Antiviral effects of “LiVE” or “LiVE Longer” fusion proteins against SARS-CoV-2 B.1.1.214 or BA.1 infection of human AO cultures. After 1 day in culture, organoid cultures (1.0 × 10⁴ cells/well) were infected with 0.1 MOI SARS-CoV-2 B.1.1.214 (A) or BA.1 (B) and then cultured with the medium containing a serially diluted antibody for 2 days. The viral RNA copy number in the cell culture supernatant was measured by qPCR. Data are represented as means ± SD (n = 3). See Methods for details.

Figure 13

Antiviral effects of the “LiVE”, “LiVE Longer” or related chimeric fusion proteins against SARS-CoV-2 Omicron BA.2 or BA.5 infection of human AO cultures. Organoid cultures were exposed to Omicron variants BA.2 (top panels) or BA.5 (bottom panels) as described in Materials and Methods and were challenged with the fusion proteins “LiVE” (leftmost pair), “LiVE Longer” (3rd pair from left), modified LiVE without the STR motif (2nd from left) or a modified LiVE LONGER with tyrosine substituted for leucine at position 27 (Y-V-E^*, rightmost panels). Note the most potent inhibition of Omicron BA.5 replication by the LiVE (IC50 = 29.9 ng/ml) and LiVE LONGER fusion proteins (IC50 = 26.9 ng/ml). See text for details.

Figure 14

ACE-2 enzymatic activity of the chimeric fusion proteins. Equal amounts of rhACE-2 were subjected to measurements of ACE-2 enzyme activity as described in Materials and Methods, using standard ACE-2 enzyme assay methods based on fluorogenic substrate conversion. Results are the mean ± S.E.M. of eight replicates per group. Note inhibition of ACE-2 activity by the competitive inhibitor peptide DX600 (at 1 μM) and the extremely low to negligible activity in any of the chimeric fusion proteins tested.
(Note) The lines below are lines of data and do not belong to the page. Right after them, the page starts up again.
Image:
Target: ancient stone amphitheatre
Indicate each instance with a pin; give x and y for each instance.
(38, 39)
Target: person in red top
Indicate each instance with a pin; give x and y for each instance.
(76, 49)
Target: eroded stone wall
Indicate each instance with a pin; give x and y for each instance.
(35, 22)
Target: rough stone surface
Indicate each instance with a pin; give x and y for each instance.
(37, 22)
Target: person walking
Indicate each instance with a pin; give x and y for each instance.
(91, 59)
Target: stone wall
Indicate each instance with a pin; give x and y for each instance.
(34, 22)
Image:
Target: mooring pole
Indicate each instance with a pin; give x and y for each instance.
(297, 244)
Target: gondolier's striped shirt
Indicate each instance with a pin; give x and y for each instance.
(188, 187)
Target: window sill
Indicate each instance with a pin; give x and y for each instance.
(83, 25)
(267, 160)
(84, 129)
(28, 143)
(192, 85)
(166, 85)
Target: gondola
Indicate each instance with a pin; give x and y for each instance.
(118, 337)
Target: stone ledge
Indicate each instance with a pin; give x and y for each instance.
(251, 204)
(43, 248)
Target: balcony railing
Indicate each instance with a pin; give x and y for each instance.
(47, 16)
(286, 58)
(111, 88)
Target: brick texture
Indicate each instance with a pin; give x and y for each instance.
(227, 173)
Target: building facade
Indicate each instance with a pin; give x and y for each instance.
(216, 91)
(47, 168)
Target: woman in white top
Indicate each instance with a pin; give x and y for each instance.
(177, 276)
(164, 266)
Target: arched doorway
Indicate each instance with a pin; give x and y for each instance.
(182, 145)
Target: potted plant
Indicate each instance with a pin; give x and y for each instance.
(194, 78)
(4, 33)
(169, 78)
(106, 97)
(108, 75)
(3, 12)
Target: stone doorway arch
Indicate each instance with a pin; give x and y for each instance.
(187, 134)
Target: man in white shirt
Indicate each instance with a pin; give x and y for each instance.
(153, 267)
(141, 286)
See text for details.

Figure 15

Paradigm's Fc fusion protein including the STR Fc silencing mutations licensed by MAbsolve is Superior to LALA and other Reduced Fc Effector Function Technologies. A comparison of Fc-silencing technologies shows the relative binding of purified IgG1 (control) versus a variety of Fc-mutant antibody technologies to immobilized human FcγRI (CD64), as determined by SPR assay (data courtesy of MAbsolve, https://mabsolve.com/science/#linkone). Note extremely low binding of either the YTE variant used by Paradigm (far right bar) or MAbsolve’s STR variant. Inset: The binding affinities of the non-YTE LiVE or YTE-variant LiVE-Longer ACE-2/Fusion protein chimeras to purified FcRn receptor [24] were determined by SPR assay (Acro Biosystems). Note high affinity binding of the YTE chimera (27 nM) to FcRn. See text for details.

Figure 16

Longer half-life of nasally applied chimeric ACE-2/Fc-silent Fusion protein is due to kinetics of FcRn-Dependent IgG Uptake into Olfactory Mucosa. Nasally applied IgG is slowly transcytosed through binding to FcRn receptor expressed in porcine or human olfactory epithelia. In this figure, Ladel et al. [24] used ex vivo porcine olfactory mucosa to show to track the uptake of allogenic IgG (red) into porcine olfactory epithelia. (A) Basal levels of endogenous pIgG (porcine IgG) were detected with a low signal at the apical side, in the basal cell layer, glands, cavernous bodies and blood vessels. This signal served as a blank and was subtracted from the photos showing the penetration of exogenous pIgG. (B) After 30 min, only the areas close to the apical side show immunoreactivity for pIgG, but some signal was detected in the lamina propria. (C) After 4 h, the pIgGs obviously distributed into the lamina propria. ^*Indicate round structure filled with cells and mostly spared from IgG (D) After 8 h, pIgG were detected throughout the whole lamina propria. Nuclei stained with DAPI; epithelial control: quality control for tissue integrity, stained with HE. Scale bar: 100 μm. On this basis, the YTE variant of Paradigm’s ACE-2 LVE/IgG YTE chimera (which binds longer to FcRn (see Zhu et al. [25]) is predicted to have 3–4-fold longer biological half-life when administered nasally. Reprinted with publisher’s permission from Ladel et al., Allogenic Fc Domain-Facilitated Uptake of IgG in Nasal Lamina Propria. Pharmaceutics, 10:107, 2018. See text for details.